The 44 million Americans expected to get health insurance under the Affordable Care Act this year could include those cycling in and out of the nation’s prison system.
Under the ACA, Medicaid will pay for inmates’ hospital stays longer than 24 hours and will also allow for greater access to insurance coverage later.
This could mean getting health care access to pregnant inmates, which two University of Minnesota professors say are one of the most vulnerable populations in the country.
In last month’s issue of the leading journal Health Affairs, assistant health policy professor Katy Kozhimannil and assistant pediatrics professor Rebecca Shlafer said the ACA may impact inmates by expanding their Medicaid coverage on temporary medical leave and provide better access to health insurance when they’re released from prison.
“Prior to ACA, incarcerated individuals were not eligible for Medicaid reimbursement, period,” said Shlafer, who is the research director for the Isis Rising project, which provides resources and support to pregnant inmates in Minnesota.
On average, inmates have higher rates of complex health risks, she said, like higher incidence rates of HIV, substance abuse and mental health issues. They’re also costly to correctional facilities, she said, and can lack sufficient access to health insurance after they’re released.
Previously, state and federal prisons paid the entire cost of inmates’ hospital stays, Shlafer said. But under the ACA, inmates staying in hospitals are temporarily eligible for Medicaid coverage beyond 24 hours.
This is important for pregnant inmates, she said, because typical hospital stays for labor and delivery are between 48 and 72 hours. And for women who undergo Caesarean sections, that third day of hospital care is particularly crucial, she said.
Shlafer said the Medicaid expansion may also help prevent correctional facilities or county jails from temporarily releasing inmates, or “furloughing” them, to avoid paying for costly medical expenses.
Last fall, the Star Tribune reported that the Beltrami County jail temporarily furloughed an inmate after he had been beaten so badly that he required reconstructive surgery.
Minnesota Department of Corrections spokesman John Schadl said medical furloughs are only granted a couple of times per year when certain conditions are met.
He said inmates qualify for temporary medical release only if they require extended treatment for a “grave” medical illness where their needs would be met better elsewhere or if they’re terminally ill and not considered dangerous to the public.
But he said the Department of Corrections doesn’t release inmates to avoid incurring medical costs, including for child deliveries.
“We have never offered conditional medical release to a woman because she was pregnant,” Schadl said. “We try to provide excellent prenatal, OBGYN and doula [services] on-site.”

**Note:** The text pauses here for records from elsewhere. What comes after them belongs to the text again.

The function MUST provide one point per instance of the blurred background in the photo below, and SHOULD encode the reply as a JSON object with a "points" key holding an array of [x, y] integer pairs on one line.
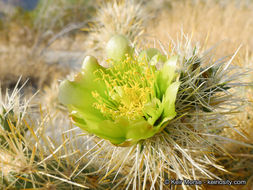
{"points": [[43, 40]]}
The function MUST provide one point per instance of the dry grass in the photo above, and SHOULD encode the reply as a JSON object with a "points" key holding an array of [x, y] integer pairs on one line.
{"points": [[16, 62], [209, 23]]}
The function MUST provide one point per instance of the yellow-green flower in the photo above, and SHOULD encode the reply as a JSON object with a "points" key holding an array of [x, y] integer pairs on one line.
{"points": [[130, 101]]}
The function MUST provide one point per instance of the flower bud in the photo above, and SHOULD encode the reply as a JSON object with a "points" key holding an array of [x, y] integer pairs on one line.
{"points": [[117, 48]]}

He said the biggest impact the ACA will have on state or federal prisons is providing affordable health insurance for inmates after their release.

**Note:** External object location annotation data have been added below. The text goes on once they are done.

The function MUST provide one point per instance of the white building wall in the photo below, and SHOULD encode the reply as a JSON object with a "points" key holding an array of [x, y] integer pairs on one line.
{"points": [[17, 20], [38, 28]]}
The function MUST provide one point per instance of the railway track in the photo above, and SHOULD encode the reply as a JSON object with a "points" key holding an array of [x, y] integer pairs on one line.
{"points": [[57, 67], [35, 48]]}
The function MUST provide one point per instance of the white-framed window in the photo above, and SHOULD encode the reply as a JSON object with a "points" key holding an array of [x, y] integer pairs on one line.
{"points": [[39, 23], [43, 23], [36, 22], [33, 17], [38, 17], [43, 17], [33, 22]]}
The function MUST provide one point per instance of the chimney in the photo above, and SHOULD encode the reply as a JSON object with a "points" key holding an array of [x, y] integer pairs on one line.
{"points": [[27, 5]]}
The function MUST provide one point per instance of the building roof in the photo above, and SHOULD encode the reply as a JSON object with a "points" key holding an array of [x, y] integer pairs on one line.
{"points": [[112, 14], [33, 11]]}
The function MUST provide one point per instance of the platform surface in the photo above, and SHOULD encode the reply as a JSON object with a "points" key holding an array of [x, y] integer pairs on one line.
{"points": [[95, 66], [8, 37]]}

“It’s going to be a lot easier for an offender upon release to obtain health insurance. That’s a big deal,” Schadl said. “That’s a big deal for anyone, really. It doesn’t matter if you’re a recently released offender or someone recently released from college.”

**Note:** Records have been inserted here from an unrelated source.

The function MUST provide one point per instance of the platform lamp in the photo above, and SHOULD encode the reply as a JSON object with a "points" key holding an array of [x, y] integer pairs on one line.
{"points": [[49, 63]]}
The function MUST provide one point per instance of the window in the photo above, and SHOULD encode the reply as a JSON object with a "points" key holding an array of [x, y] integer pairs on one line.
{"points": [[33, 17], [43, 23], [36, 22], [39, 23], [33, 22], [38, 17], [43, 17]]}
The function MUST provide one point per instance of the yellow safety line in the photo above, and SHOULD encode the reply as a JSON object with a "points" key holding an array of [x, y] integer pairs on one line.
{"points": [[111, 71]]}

Kozhimannil said taxpayer dollars pay for almost half of all births in the United States, including those of incarcerated women.
There are roughly 14,000 women in federal prisons nationwide. When they enter jail or prison, 6 to 10 percent of female inmates are pregnant, and more than 1,400 give birth every year in prison. The cost of an average delivery is about $9,000, Kozhimannil said, and that price goes up to about $13,000 for a C-section.
“If you’re a prison system or a county jail that’s strapped for cash … it’s really a problem,” she said. “It’s something that they’re worried about — taking care of pregnant inmates.”
Isis Rising project director Erica Gerrity has been working with pregnant inmates at the women’s correctional facility in Shakopee, Minn., for 10 years. She said she hopes the Medicaid expansion will help free up the facility’s budget for other inmate resources.
Right now, Gerrity said the correctional facility pays for an inmate’s child delivery, but under the expansion, the facility could split the cost with the U.S. Department of Health and Human Services.
Isis Rising provides inmates with nonmedical pregnancy support — also known as doula services, she said. This can include educating women on what to eat during pregnancy, what to expect during childbirth, how to properly breastfeed and parenting lessons.
There’s a high need for these services at Shakopee, Gerrity said. But the facility doesn’t have the funding to support them, she said, so their program relies on volunteers and private donors in order to operate.
More than 51,000 women were arrested in 2010 in Minnesota. If Medicaid can help free up funding for Isis Rising, Gerrity said she thinks they could help more inmates while saving taxpayers money.
“We’re talking about [thousands of] pregnancies,” she said. “So, it’s not just this small, nuanced issue. It really affects a lot of people.”